The FINEARTS-HF trial already showed that Bayer’s nsMRA finerenone (Kerendia) has the potential to slash mortality and event rates in HFpEF and HFmrEF patients, and new analysis suggests that its impact could be even greater if used earlier.
- Finerenone is a non-steroidal, selective mineralocorticoid receptor antagonist (nsMRA), blocking the mineralocorticoid receptor and its blood pressure effects.
- Finerenone is already approved to reduce cardiovascular and kidney disease risks in patients with type 2 diabetes-associated CKD, but not for HF.
The original FINEARTS-HF trial presented at ESC 2024 saw finerenone drive a 16% reduction in cardiovascular death and HF events over 32 months, while the new analysis suggests that finerenone’s benefits are greatest if started shortly after patients experience a worsening heart failure event.
- Compared to placebo, patients who received finerenone within 7 days of a WHF event saw their risk of future WHF events cut by 26%.
- Patients treated between 7 days and 3 months after a WHF event saw risks of further WHF events lowered by 21%.
- However, patients who were enrolled over 3 months after a WHF event or without prior WHF showed no changes in future WHF event risks.
Patients treated within 7 days of a WHF event also tended to achieve lower systolic blood pressure, lower EF, higher NT-proBNP, and worse NYHA functional class.
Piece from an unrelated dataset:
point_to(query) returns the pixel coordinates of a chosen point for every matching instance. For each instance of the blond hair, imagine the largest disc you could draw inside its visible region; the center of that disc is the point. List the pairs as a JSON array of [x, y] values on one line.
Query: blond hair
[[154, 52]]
- Notably, the study found no increased risk of hyperkalemia or worsening renal function among finerenone users with recent WHF, a big change versus the entire study group which had an increased risk of hyperkalemia.
This looks like more good news for Bayer, which has made huge research investments to establish finerenone’s role across an even wider spectrum of HF patients, and forecasts that finerenone’s revenue could jump from $295M in 2023 to $3.3B in the future.
The Takeaway
Although this dataset wasn’t large enough to confirm a definitive treatment-by-time interaction, it certainly suggests that finerenone might have its greatest impact shortly after patients heart failure begins to worsen. And with a new drug, knowing which patients to target is a good way to start.